Le rav Shach a écouté l’affaire et a attendu longtemps pour répondre. « Avant de vous donner la bénédiction de la route, je veux savoir trois choses », a-t-il déclaré. « Quel jour, à quelle date et à quelle heure les avions de chasse décolleront-ils? » Le chef du cabinet, qui considérait le rav Shach comme digne de confiance, a fixé le calendrier exact: l’opération était prévue le 7 juin 1981, à la veille de la Chavou’oth, à une heure de l’après-midi. « Je ne suis pas d’accord, je ne donnerai pas une telle bénédiction. Je demande que l’opération soit retardée de trois heures et que les avions décollent à quatre heures et non à une heure. «
Kadishai a été étonné et a répondu que la décision ne lui appartenait pas et qu’il devait obtenir l’approbation du chef d’état-major. Le rav Shach a déclaré au chef du cabinet qu’il était invité à l’appeler lorsque le permis était entre ses mains. Il retourna étudier.

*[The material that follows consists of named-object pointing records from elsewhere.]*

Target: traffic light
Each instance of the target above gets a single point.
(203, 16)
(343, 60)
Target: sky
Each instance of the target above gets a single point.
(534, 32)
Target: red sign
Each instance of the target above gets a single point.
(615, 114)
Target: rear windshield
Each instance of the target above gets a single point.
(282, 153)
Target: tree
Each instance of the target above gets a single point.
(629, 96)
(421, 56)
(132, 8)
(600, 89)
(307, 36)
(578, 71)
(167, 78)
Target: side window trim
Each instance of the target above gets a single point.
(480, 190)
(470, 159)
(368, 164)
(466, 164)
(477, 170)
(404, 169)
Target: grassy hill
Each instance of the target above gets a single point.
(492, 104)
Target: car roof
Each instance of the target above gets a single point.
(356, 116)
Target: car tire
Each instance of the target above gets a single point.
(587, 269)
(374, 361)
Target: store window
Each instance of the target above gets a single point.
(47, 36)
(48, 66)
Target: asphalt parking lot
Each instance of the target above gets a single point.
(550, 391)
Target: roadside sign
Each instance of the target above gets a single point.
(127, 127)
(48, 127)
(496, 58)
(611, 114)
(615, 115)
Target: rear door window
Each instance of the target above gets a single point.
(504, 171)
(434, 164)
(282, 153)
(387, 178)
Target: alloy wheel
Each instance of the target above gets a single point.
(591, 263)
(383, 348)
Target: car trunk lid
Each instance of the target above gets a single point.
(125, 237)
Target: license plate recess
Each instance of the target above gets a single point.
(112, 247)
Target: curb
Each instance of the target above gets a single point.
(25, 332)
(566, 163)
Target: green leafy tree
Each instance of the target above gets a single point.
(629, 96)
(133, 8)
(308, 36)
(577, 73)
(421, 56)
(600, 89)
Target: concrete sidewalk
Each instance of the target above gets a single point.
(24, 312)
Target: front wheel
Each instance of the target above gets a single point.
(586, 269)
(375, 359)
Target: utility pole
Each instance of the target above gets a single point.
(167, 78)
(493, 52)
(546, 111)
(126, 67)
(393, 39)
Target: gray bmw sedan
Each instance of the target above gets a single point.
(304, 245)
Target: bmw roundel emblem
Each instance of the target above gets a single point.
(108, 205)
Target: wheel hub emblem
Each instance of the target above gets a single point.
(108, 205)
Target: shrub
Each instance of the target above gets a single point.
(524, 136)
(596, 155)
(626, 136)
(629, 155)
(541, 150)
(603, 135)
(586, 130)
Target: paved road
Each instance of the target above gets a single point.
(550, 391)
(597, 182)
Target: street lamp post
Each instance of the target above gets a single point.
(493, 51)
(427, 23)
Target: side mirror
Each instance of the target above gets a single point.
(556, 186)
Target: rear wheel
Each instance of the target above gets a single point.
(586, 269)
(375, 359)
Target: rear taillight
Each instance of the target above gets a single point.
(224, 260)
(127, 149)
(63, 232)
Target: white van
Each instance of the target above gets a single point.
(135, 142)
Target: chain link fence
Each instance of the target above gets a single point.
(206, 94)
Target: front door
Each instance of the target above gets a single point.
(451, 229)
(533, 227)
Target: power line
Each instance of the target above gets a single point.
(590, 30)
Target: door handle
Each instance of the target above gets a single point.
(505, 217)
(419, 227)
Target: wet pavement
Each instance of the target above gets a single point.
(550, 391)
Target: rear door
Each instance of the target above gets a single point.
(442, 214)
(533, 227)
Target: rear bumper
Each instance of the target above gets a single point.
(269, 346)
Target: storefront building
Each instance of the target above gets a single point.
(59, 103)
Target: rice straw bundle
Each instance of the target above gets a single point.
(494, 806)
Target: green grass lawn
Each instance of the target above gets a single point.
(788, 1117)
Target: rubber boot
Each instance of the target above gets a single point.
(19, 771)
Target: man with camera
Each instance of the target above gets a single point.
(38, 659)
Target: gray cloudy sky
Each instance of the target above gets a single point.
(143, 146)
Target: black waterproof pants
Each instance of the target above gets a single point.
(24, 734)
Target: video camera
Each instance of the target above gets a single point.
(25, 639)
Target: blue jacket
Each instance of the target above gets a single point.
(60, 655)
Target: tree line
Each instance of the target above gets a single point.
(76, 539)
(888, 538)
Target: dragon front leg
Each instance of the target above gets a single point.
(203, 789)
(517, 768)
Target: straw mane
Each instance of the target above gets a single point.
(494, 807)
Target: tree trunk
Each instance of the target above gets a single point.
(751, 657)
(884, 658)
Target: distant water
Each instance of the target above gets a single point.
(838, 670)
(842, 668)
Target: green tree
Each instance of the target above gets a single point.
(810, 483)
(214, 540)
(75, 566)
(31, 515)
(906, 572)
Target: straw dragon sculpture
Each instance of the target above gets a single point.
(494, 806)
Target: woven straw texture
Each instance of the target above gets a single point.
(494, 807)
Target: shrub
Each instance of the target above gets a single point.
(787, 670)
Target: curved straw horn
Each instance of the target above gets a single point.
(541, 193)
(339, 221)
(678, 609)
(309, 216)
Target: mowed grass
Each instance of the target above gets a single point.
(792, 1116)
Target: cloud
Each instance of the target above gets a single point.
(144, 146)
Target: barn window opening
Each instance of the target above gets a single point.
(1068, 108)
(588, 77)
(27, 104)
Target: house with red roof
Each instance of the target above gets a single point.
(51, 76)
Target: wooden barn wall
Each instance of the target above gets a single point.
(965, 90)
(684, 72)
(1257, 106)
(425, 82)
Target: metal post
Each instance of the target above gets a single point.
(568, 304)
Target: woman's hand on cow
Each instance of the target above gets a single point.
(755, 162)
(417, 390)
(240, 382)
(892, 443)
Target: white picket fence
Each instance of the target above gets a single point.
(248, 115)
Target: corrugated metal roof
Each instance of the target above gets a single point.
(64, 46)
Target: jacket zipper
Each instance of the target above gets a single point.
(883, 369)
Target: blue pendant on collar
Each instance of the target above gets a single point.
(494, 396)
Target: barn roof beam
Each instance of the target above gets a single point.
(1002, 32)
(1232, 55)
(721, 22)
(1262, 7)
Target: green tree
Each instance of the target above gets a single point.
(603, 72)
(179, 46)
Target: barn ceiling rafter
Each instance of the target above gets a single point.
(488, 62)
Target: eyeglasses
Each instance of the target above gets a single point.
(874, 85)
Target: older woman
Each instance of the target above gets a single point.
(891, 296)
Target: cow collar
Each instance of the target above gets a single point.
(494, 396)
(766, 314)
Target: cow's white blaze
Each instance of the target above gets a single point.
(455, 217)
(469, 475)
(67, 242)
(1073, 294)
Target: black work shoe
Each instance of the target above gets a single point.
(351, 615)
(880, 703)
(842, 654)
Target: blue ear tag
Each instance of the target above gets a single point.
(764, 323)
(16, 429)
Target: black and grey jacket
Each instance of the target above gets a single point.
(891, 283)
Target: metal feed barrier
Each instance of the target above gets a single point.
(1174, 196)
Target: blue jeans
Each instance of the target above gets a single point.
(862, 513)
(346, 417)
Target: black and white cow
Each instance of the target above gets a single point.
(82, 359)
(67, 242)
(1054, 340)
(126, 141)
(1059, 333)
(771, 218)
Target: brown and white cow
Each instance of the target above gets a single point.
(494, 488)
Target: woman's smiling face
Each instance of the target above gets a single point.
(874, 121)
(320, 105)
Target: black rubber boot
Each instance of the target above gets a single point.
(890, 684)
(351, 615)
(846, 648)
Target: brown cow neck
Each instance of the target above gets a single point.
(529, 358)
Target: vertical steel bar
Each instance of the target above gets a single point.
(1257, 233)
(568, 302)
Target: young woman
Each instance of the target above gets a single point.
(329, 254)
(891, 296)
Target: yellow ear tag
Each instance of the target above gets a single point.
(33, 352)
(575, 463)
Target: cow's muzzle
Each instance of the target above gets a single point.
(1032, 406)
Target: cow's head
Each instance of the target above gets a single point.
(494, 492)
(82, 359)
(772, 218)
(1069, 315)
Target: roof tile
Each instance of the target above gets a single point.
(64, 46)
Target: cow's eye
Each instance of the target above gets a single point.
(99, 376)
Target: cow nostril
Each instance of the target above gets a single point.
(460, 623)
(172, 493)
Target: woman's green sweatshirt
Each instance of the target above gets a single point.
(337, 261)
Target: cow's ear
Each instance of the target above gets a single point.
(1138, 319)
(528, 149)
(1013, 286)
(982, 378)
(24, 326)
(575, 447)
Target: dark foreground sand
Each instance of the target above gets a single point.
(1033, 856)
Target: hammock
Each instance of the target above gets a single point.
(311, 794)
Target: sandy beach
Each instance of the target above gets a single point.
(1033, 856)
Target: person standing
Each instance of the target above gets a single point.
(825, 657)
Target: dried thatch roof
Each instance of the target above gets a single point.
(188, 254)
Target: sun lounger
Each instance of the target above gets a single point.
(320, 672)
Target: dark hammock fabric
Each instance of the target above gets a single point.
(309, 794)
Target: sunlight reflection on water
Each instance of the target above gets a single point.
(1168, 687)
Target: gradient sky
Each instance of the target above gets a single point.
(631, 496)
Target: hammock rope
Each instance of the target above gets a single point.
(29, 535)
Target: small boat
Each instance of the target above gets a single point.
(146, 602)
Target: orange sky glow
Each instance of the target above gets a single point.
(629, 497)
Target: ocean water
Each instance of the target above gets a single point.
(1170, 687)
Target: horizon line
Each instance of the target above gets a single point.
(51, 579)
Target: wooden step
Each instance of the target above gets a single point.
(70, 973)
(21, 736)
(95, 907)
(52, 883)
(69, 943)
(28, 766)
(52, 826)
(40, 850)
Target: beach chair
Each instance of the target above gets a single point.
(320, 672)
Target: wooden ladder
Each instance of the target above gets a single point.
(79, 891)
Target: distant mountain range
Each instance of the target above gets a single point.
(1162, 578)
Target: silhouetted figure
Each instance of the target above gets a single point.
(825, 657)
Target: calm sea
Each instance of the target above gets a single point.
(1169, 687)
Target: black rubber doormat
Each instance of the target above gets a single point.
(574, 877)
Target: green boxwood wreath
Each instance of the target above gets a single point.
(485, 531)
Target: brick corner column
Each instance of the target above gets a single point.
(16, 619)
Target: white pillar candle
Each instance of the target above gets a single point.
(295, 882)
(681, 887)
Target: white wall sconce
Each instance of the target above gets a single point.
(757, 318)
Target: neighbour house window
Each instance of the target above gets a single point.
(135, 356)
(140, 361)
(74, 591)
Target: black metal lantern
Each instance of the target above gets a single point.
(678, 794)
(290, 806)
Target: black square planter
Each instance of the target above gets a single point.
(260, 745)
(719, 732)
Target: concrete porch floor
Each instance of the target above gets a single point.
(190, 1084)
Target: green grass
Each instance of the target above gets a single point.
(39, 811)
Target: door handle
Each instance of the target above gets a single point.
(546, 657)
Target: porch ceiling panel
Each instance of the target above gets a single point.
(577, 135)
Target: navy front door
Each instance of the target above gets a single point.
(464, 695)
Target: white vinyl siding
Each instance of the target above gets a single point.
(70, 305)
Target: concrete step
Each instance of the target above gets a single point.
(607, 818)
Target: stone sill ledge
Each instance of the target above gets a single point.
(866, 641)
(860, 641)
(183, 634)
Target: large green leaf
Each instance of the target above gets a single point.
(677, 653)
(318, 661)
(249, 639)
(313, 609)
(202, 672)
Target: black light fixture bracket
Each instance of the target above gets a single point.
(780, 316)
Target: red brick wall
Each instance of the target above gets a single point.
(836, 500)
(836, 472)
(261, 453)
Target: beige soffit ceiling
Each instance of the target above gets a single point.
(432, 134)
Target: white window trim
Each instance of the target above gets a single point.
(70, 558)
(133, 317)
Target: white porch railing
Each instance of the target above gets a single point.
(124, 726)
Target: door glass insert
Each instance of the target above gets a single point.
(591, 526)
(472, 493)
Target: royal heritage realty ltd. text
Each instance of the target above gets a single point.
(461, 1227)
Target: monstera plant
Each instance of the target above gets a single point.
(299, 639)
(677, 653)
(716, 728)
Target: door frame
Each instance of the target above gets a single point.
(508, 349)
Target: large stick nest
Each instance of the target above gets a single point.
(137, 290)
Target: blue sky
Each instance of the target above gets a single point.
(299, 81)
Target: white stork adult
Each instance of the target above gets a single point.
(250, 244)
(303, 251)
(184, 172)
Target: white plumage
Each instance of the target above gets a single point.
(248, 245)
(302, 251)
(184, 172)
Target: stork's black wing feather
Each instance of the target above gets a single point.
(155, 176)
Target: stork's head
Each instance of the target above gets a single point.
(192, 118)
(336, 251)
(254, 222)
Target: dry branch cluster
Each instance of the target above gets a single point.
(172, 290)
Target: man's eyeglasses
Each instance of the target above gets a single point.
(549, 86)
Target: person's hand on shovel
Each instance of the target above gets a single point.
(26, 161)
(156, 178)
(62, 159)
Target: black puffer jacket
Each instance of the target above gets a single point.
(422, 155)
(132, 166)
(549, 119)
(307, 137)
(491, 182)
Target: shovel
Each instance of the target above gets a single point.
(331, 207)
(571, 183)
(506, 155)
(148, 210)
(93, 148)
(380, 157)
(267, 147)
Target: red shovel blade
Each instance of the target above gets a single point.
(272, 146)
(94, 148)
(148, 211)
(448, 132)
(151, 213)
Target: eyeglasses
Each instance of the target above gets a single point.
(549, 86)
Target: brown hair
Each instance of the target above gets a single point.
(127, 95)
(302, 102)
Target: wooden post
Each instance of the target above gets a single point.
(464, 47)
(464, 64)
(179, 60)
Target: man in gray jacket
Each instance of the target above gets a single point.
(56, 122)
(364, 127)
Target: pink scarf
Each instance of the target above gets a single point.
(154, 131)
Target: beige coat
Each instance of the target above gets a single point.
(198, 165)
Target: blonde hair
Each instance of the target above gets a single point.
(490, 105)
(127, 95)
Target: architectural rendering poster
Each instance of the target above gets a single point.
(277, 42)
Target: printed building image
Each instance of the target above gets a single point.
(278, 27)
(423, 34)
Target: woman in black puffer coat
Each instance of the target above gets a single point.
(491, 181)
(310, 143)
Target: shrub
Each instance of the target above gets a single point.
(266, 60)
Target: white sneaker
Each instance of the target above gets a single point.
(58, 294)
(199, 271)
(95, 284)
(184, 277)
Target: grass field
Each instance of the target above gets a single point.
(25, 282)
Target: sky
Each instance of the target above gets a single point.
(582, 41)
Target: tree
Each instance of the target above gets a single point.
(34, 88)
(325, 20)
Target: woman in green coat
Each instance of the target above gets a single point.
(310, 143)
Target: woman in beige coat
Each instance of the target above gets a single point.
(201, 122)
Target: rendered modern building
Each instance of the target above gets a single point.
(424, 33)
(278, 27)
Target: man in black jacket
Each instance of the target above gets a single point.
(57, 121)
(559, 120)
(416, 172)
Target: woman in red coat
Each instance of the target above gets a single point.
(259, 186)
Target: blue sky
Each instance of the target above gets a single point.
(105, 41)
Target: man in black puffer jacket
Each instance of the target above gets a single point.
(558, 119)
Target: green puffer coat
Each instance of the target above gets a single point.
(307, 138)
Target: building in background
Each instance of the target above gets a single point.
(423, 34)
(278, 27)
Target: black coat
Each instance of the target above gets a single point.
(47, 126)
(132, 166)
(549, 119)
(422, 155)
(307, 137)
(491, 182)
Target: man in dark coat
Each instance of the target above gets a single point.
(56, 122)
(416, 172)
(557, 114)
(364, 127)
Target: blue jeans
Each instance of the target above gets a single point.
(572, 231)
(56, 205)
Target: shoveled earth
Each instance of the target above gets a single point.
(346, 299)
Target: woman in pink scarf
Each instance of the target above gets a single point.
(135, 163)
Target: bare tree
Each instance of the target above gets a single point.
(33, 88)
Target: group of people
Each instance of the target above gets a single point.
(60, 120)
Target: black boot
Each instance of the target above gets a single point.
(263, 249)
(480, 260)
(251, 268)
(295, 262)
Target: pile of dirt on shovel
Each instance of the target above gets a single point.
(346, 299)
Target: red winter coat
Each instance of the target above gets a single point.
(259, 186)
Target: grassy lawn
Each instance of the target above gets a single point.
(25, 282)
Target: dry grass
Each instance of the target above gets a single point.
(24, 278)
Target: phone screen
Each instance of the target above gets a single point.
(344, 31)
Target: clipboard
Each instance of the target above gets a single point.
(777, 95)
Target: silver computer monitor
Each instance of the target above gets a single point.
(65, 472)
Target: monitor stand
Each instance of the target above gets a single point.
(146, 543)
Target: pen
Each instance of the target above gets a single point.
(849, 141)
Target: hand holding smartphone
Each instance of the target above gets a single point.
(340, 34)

Après quelques heures, le téléphone a sonné chez le rav. Kadishai déclara que le chef d’état-major avait confirmé que l’opération serait reportée à trois heures et ouverte à 16 heures et a reçu la bénédiction de la route de rav Shach. Le rav n’a partagé aucun secret avec l’opération avec qui que ce soit. Le rav demanda que l’on dise des Psaumes après la prière de Min’ha, mais ce n’était pas chose inhabituelle. Lorsqu’il demanda aussi d’ajouter une prière pour nos frères en danger, un léger remue-ménage passa dans la foule et tout le monde essaya de deviner ce que le chef de la Yechiva savait.
Ce jour-là, à quatre heures et demie, l’opération « Opera », également connue sous le nom d’opération « Tamuz », a été lancée. Quatre avions F16 ont décollé de l’aéroport d’Etzion en direction de Bagdad, accompagné d’un autre quatuor d’avions F16 et de six avions F15 comme couverture. L’heure de l’heure correspondait exactement aux instructions du rav. À 19 h, les pilotes étaient de retour à leur base en toute sécurité.
Suite à l’opération et de ses résultats exceptionnels, des rumeurs d’une rencontre entre le chef du cabinet du Premier ministre et le rav Shach ont été connues à Ponivez. Personne ne comprenait pourquoi il était si important de retarder le début de l’opération de trois heures. Certains étudiants pensaient que quatre heures du soir était une heure particulièrement propice, selon des intentions spéciales des justes. D’autres sont restés sans réponse. Le rav Shach a expliqué plus tard à l’un de ses proches la raison de la chose : à une heure de l’après-midi, la veille de Chavou’oth, les gens sont occupés à préparer la fête. Après les préparatifs, les élèves de la Yechiva se retirent pour un court repos, et se préparent pour une nuit d’étude, durant laquelle ils ne ferment pas les yeux et étudient la Torah. A une heure, on prie, puis les jeunes vont se reposer, mais en aucune manière cela ne peut permettre d’apporter les mérites nécessaires pour réussir une telle opération, a expliqué le rav. Le succès d’une opération militaire aussi complexe requiert la puissance de la Tora de tout le monde de la Yechiva. À quatre heures de l’après-midi, les jeunes viennent déjà à la Yechiva pour se lancer dans l’étude de la Tora, ce que l’on appelle dans le milieu « Na’assé venichma' ». L’opération a puisé son pouvoir dans l’étude de la Tora de ce moment. C’était là le secret de son succès.
L’adaptation du plan opérationnel au programme des étudiants de la Yechiva montre non seulement la haute réputation de rav Shach parmi les dirigeants israéliens, mais avant tout son attitude particulière envers l’étude de la Tora, dans laquelle il voyait une valeur suprême qui dépasse tout. À son avis, une opération militaire sans le soutien du pouvoir de la Tora pouvait échouer et une nation sans la Tora se terminer par une catastrophe.
L’histoire apparaît dans le livre de David Zoldan, « The New Haredim », publié par: Kinneret, Zamora, Dvir.